Third-party accessory maker Mophie on Thursday offered some interesting particulars about Apple's MFi initiative as it pertains to the preprietary Lightning connector, saying that the company is going to great lengths to protect its investment in the new I/O protocol.


Teardown of Apple's Lightning connector shows authentication chip.

Speaking to The New York Times, Mophie's Vice President of Marketing Ross Howe explained the process third-party manufacturers must go through in order to gain official "MFi" status.

Upon applying for the program, the accessory maker orders a Lightning connector component from Apple which can be used for product design. The supplied connector sports serial numbers and, as first reported by AppleInsider, an embedded authentication chip that can be used tie manufacturers to each component. When an accessory comes in to Apple for testing, the company can quickly reference the serial number or authenticator to see where the Lightning component originated.

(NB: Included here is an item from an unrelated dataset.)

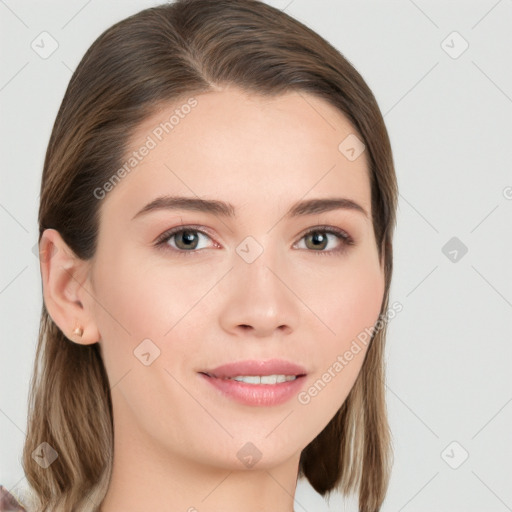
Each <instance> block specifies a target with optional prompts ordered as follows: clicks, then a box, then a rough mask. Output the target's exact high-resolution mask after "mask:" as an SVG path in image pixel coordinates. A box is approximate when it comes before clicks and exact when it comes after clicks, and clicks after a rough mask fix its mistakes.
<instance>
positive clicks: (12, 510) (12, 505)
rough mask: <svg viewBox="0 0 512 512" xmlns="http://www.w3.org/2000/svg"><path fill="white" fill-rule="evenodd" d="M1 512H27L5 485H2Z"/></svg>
mask: <svg viewBox="0 0 512 512" xmlns="http://www.w3.org/2000/svg"><path fill="white" fill-rule="evenodd" d="M0 512H26V510H25V509H24V508H23V507H22V506H21V505H20V504H19V503H18V502H17V501H16V499H15V498H14V496H13V495H12V494H11V493H10V492H9V491H8V490H7V489H6V488H5V487H4V486H3V485H0Z"/></svg>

“If you took this apart and put it in another product and Apple got a hold of it, they’d be able to see it’s from Mophie’s batch of Lightning connectors,” Howe said.

The strict component control allows Apple to keep a tight grip on aftermarket accessory royalties, as well as maintain a consistent user experience. Howe admitted that the Lightning connector can be reverse engineered, but pointed out that the resulting product would most likely be of lesser quality than Apple-approved devices.

“That’s one thing Apple is good at: controlling the user experience from end to end,” he said. “If you’re buying something in an Apple store, it’s gone through all this rigorous testing.”

Further, the control measures give Apple the power to issue software updates that would disable the use of unauthorized products.